Mesdames et Messieurs, chers Amis, vous comprenez mon émotion en inaugurant les fêtes du
8ème centenaire de notre cathédrale. Et encore il ne s’agit que de l’édifice actuel. En réalité, ce sont
16 siècles d’histoire et de foi concentrés en ce lieu.

Ceux qui disent que la cathédrale est peut-être un peu grande pour la pratique habituelle du
culte n’ont pas tort. Cela ne me dérange pas vraiment. Donner témoignage qu’il y a largement place
pour qui le souhaite, offre une bonne image de l’Eglise du Christ qui rassemble les fidèles, certes,
mais qui est ouverte également à la recherche des hommes, à leur besoin de réflexion et au sens de
l’art. J’ai l’impression que ce n’est pas inutile à notre époque, parce qu’il y a beaucoup de
souffrances à écouter, beaucoup de soifs de bonheur à combler, beaucoup de questions plus grandes
que nous à éclairer, auxquelles notre société ne parvient pas seule à apporter de réponses. Et cela à
la fois en ce qui concerne les personnes et, osons le dire, notre pays.

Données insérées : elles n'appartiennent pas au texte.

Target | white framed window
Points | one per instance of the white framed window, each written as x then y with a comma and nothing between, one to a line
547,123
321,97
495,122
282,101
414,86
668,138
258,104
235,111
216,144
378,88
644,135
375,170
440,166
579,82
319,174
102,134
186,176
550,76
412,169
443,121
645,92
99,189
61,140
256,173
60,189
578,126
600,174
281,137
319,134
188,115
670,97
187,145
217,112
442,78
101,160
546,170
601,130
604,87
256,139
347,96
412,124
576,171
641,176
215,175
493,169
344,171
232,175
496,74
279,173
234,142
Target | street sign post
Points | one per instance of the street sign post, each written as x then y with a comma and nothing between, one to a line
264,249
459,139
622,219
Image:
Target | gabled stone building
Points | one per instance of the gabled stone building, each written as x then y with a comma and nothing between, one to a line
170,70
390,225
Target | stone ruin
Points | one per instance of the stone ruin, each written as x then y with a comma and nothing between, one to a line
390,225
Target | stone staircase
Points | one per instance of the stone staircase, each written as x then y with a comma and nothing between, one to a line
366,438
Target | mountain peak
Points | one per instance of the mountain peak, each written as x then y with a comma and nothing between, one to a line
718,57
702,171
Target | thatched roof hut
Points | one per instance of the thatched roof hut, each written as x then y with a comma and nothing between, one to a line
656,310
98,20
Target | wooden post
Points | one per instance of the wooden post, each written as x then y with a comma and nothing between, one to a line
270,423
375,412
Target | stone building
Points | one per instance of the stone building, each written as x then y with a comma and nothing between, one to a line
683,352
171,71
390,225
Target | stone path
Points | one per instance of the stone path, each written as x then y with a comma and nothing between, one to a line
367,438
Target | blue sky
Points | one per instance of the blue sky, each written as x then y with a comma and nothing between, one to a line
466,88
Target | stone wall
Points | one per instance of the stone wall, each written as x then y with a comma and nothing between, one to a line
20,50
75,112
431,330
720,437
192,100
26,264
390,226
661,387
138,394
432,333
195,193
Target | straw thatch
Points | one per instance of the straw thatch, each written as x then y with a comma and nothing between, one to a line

Par l’architecture et la beauté, par l’espace sacré qu’elle déploie, par le jeu de la lumière et de
l’ombre qui conduit au silence, par l’autel de l’offrande posé en son centre, la cathédrale poursuit
donc sa mission à travers les siècles, à Reims, en France et dans le monde. Vous le voyez, elle est
maintenant trop petite. Cela lui arrive de temps en temps, dans les grandes occasions de la vie
diocésaine ou pour des événements marquants de l’unité nationale. Aujourd’hui en tout cas vous
êtes venus en nombre, croyants connus ou anonymes, habitants de la Ville de Reims et des
environs, citoyens engagés dans la vie associative et culturelle, humbles donateurs et mécènes,
artisans et artistes qui travaillez sur le chantier de restauration et d’embellissement, et vous les
autorités publiques.

Je voudrais vous remercier tous chaleureusement de votre présence, et de votre soutien pour
l’objet de notre fierté. Ce soutien prend plusieurs formes : d’abord une sorte de consensus de la
population, sans quoi nous n’aurions rien pu faire ; ensuite un engagement fort du diocèse sur les
contenus ; et bien sûr une politique culturelle généreuse et audacieuse de l’Etat, de la Ville et des
différentes collectivités concernées, dans le respect de nos lois.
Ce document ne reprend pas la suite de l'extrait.